Most modernist image makers working between the 1920s and 1950s also made emphatically local work, specific to the country or even city where they lived. They participated in the international spirit while making work that responded to and celebrated their own sense of place and history. We see this in the imagery made by such well known photographers as August Sander, Germaine Krull and Laure Albin Guillot, and in the films of Dziga Vertov and Walter Ruttmann, for example.[i] Manoel de Oliveira was no exception. Large parts of his oeuvre express a deep sense of place as well as an equally strong need not to be trapped by it, to escape into a less geographic realm of ideas and aesthetic possibilities.  Clearly there is a great if complex affection for Porto and for Portugal, for community and the continuities of history, but there is also a yearning for a larger visual canvas, and a wider sense of belonging, less obliged to nationality but still informed by it.
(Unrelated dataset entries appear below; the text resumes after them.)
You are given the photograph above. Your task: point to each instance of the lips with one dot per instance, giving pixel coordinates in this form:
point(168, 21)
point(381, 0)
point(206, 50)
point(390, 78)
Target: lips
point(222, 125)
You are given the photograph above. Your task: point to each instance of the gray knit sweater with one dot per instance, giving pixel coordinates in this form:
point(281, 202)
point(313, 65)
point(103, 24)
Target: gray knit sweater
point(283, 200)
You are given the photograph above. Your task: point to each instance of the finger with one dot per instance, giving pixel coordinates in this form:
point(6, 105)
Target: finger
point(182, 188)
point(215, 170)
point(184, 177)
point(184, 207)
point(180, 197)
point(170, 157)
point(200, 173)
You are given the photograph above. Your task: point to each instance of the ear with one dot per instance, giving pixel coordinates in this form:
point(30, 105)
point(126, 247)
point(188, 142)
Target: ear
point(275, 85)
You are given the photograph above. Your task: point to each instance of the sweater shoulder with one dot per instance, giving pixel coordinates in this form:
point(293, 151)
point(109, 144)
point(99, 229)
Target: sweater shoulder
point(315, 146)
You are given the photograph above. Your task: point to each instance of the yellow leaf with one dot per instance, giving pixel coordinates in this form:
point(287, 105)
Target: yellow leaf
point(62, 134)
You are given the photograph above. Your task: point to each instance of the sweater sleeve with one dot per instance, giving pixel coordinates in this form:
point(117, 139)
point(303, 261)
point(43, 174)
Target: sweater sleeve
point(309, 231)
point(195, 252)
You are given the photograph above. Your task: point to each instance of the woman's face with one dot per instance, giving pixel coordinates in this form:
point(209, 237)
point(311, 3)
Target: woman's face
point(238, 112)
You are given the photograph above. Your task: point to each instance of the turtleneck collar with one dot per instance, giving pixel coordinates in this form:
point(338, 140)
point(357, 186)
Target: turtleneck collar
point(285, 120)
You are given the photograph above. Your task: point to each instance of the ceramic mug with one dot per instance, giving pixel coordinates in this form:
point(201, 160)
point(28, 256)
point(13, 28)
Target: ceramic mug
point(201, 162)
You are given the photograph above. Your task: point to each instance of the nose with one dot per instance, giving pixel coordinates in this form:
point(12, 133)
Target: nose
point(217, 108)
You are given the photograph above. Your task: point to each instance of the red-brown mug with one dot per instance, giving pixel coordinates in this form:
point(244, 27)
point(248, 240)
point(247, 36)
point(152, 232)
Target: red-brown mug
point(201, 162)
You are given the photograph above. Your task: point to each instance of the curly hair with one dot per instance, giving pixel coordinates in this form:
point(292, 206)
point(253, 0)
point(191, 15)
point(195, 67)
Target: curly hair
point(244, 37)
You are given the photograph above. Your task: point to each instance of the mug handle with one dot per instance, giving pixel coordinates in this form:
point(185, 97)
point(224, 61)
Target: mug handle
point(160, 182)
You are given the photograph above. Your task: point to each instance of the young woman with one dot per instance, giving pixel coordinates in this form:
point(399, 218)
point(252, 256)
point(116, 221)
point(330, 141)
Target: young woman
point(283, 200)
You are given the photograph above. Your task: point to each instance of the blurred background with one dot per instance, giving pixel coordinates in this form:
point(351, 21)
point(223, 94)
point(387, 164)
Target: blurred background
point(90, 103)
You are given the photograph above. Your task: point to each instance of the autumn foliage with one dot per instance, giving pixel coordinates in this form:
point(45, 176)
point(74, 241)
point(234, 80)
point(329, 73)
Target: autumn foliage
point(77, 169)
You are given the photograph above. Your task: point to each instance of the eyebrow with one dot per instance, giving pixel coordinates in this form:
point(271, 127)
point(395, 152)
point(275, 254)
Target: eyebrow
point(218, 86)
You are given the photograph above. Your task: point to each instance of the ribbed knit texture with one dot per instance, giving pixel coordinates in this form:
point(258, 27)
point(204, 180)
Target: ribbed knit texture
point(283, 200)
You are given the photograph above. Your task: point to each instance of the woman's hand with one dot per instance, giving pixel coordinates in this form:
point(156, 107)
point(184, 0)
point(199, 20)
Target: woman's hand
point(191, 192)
Looking through Oliveira’s small but illuminating body of photographs, one can glimpse in microcosm many of the themes that are present across the full extent of his career.
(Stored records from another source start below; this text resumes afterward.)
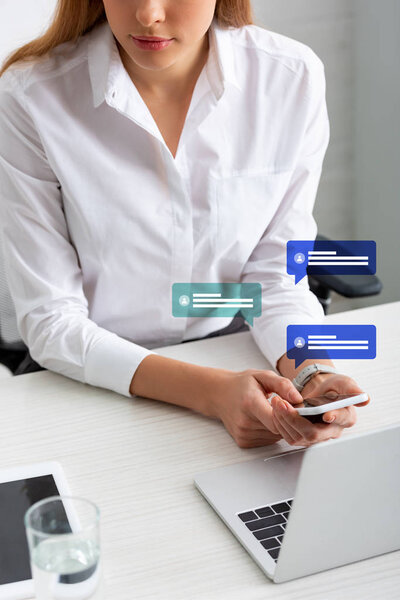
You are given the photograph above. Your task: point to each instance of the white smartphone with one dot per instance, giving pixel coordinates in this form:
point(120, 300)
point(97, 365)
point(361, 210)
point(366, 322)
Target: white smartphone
point(314, 408)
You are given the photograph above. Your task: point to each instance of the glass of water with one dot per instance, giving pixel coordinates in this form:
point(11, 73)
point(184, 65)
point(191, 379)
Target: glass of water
point(64, 544)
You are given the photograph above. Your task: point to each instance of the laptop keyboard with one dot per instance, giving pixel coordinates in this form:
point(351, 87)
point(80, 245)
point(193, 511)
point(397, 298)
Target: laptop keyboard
point(268, 524)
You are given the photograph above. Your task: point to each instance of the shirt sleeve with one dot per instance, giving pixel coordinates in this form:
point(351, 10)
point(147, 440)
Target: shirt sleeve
point(283, 302)
point(42, 266)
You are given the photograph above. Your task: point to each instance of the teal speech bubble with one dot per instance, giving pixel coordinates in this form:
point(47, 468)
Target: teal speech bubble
point(216, 300)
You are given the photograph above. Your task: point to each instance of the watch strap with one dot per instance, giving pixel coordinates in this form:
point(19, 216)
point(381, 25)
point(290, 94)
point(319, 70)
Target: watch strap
point(308, 372)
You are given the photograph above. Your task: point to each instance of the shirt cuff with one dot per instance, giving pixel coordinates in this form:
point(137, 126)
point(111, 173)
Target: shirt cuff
point(112, 362)
point(271, 337)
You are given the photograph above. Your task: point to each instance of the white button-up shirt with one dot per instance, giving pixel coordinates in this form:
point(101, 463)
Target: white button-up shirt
point(98, 219)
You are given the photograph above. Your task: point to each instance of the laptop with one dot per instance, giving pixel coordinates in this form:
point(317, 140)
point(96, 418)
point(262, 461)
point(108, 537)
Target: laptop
point(309, 510)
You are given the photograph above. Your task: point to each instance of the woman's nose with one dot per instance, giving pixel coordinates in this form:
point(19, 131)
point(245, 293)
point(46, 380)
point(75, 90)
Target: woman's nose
point(150, 11)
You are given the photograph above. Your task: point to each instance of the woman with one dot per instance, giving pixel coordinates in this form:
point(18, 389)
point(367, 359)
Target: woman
point(128, 165)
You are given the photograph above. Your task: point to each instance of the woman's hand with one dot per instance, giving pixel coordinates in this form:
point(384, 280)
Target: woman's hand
point(298, 431)
point(241, 404)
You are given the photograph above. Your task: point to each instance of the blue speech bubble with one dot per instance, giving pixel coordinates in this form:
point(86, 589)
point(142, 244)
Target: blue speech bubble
point(330, 341)
point(330, 257)
point(216, 300)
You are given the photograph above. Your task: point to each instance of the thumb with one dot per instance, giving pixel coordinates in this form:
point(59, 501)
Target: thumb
point(282, 386)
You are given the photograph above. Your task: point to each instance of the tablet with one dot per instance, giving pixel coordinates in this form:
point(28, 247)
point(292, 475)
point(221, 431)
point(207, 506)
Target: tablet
point(20, 487)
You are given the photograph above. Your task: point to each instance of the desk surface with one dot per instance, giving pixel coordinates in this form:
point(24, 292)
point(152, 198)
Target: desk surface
point(136, 459)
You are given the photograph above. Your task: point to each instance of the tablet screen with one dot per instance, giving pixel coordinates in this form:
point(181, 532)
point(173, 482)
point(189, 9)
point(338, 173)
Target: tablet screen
point(15, 499)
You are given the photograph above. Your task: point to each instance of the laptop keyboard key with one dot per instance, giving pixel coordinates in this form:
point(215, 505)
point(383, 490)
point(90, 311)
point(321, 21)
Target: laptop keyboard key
point(271, 543)
point(248, 516)
point(281, 507)
point(266, 522)
point(274, 553)
point(264, 512)
point(264, 534)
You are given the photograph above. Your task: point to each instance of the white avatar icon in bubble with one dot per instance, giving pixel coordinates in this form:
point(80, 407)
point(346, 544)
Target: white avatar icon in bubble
point(184, 300)
point(299, 342)
point(299, 258)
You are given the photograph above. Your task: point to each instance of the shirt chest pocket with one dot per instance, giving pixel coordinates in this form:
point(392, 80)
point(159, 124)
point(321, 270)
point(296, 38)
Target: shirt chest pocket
point(245, 206)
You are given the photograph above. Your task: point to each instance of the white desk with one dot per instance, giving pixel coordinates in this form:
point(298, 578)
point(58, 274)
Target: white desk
point(136, 459)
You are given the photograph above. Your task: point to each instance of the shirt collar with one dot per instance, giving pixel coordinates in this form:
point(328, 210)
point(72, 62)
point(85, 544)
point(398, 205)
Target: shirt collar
point(105, 63)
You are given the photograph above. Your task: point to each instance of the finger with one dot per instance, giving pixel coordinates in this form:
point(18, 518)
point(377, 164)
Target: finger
point(344, 417)
point(283, 431)
point(262, 413)
point(303, 427)
point(281, 385)
point(364, 403)
point(279, 415)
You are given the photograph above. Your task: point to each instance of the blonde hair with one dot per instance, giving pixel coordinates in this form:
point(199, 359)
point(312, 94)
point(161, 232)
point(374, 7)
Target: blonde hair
point(74, 18)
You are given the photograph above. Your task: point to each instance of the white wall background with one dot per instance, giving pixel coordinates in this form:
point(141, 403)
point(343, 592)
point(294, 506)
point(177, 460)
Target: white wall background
point(358, 196)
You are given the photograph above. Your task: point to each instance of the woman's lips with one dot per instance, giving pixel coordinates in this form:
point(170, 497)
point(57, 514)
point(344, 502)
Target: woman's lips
point(151, 43)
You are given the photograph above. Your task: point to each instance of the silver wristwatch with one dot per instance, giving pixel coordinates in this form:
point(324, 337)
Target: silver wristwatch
point(307, 373)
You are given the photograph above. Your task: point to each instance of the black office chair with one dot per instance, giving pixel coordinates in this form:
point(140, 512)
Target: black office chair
point(14, 354)
point(349, 286)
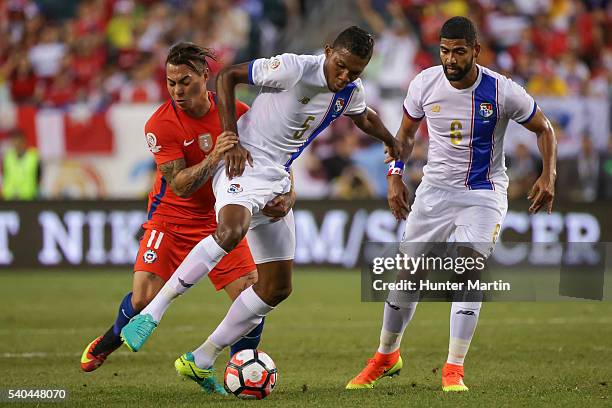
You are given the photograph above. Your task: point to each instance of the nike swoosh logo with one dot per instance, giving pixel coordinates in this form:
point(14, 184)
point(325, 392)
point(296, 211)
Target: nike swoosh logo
point(185, 284)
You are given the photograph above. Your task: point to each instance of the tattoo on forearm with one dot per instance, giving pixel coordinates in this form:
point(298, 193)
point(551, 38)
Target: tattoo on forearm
point(183, 180)
point(196, 176)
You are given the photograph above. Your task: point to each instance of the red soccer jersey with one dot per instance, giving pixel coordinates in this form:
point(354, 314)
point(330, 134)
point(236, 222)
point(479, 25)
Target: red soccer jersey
point(172, 134)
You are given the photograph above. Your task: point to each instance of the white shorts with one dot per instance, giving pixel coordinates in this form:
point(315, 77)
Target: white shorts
point(253, 190)
point(439, 216)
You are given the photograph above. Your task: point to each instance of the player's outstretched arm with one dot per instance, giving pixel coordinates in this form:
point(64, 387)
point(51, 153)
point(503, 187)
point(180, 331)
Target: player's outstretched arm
point(237, 157)
point(397, 194)
point(542, 193)
point(371, 124)
point(183, 180)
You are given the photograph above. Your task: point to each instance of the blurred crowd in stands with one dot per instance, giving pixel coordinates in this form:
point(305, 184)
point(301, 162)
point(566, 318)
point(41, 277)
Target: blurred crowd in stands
point(98, 52)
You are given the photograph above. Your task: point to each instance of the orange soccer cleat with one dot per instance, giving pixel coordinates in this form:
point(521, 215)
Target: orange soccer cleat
point(452, 378)
point(382, 365)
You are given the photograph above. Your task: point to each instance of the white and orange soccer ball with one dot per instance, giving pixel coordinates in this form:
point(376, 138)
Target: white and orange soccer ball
point(250, 374)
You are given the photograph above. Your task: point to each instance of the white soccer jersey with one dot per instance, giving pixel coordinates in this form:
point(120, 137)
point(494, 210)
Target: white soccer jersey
point(467, 126)
point(293, 107)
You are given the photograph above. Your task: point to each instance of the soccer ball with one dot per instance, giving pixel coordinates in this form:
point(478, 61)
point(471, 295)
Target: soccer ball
point(250, 374)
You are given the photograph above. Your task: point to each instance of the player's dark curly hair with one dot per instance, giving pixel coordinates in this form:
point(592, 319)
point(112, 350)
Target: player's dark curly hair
point(459, 28)
point(190, 54)
point(356, 41)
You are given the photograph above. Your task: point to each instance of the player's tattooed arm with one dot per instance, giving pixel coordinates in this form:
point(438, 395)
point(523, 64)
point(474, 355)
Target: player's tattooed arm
point(542, 193)
point(236, 158)
point(184, 180)
point(405, 137)
point(397, 194)
point(371, 124)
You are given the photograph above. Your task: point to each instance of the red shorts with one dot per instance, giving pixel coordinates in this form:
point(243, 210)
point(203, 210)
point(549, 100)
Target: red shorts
point(164, 246)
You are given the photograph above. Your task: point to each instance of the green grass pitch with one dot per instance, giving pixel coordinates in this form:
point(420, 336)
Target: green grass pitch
point(523, 354)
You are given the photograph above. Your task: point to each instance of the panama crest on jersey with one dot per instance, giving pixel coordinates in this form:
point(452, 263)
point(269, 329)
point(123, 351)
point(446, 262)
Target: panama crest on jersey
point(486, 109)
point(234, 188)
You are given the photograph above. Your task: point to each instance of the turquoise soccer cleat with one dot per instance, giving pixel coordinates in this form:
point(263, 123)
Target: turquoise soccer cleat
point(137, 331)
point(205, 378)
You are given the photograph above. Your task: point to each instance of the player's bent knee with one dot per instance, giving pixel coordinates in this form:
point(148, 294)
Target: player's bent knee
point(276, 295)
point(146, 286)
point(229, 236)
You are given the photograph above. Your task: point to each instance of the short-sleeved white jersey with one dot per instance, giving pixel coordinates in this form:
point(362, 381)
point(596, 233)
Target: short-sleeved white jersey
point(466, 126)
point(293, 107)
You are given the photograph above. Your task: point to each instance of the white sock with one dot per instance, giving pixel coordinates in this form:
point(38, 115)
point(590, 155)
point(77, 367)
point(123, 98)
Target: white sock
point(196, 265)
point(243, 316)
point(463, 319)
point(396, 317)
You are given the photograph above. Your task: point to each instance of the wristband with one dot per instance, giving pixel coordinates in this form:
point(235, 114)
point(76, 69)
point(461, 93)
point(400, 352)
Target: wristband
point(396, 168)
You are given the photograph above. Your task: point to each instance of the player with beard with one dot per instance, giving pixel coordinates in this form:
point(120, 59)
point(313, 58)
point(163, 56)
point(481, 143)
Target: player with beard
point(187, 142)
point(462, 197)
Beyond those Salon presentations during wartime, only a handful of Manoel de Oliveira’s photographs have been seen by the public, until now. Somehow this feels perfectly in keeping with an artistic career that seemed to make a mockery of time and the creative life in the way most of us understand such things. Yes, his ‘career’, if that is what we can call it, was extraordinarily long. It was also filled with all manner of gaps, mysteries, absences, hauntings, memories, ruins, returns, sudden visions, and vivid recollections. At an age when most artistic lives are over, Oliveira’s past work was rediscovered and his artistic activity was rejuvenated. Suddenly he became a celebrated contemporary filmmaker and an important figure from the distant past. He made new films while the public saw and re-evaluated his old ones. There was even one film, Visit (1982) that Oliveira insisted could be seen only after his death.

It is a truism that photography and filmmaking are tied to their moment by the light that passes through the lens to be recorded as image. In this sense at least, they are of their time. Did Manoel de Oliveira think about posterity and the life of his work in the future? Over the years he dropped enough hints to suggest that he was at least curious as to what the future may have to say about art and culture, be it his own or that of others. In the end though, there is only the present, this moment right now. We remember, or misremember, or forget, or are reminded about the past; and we imagine or anticipate or dread the future. But we do it all from the present. There is no time travel.

Our histories of photography, and of filmmaking for that matter, have more holes than substance. We are constantly discovering works, bodies of work, archives and artists we did not know, while reassessing those that we do know. The past is under continuous revision. Suddenly, we have Manoel de Oliveira’s photographic images, some from more than eighty years ago. They are a gift. Something to research, contextualize, mythologise, ponder, speculate over and enjoy, for what they were and what they are. Do they add to the story of photography? Certainly. Do they add to the story of cinema? They do. Do they add to the posthumous persona of Manoel de Oliveira? Undoubtedly. But ‘add’ is a deliciously ambiguous term here, which I suspect Oliveira might have enjoyed.  ‘Add’ might mean explaining, or clarifying, or illuminating. It might mean also mean complicating.

[1]Beaumont Newhall, Photography: A Short Critical History 1839-1937, Museum of Modern Art, New York,

1937, p. 89.

[i] Walter Ruttmann’s film Berlin, Symphony of a City (1927) made a deep impression upon Oliveira.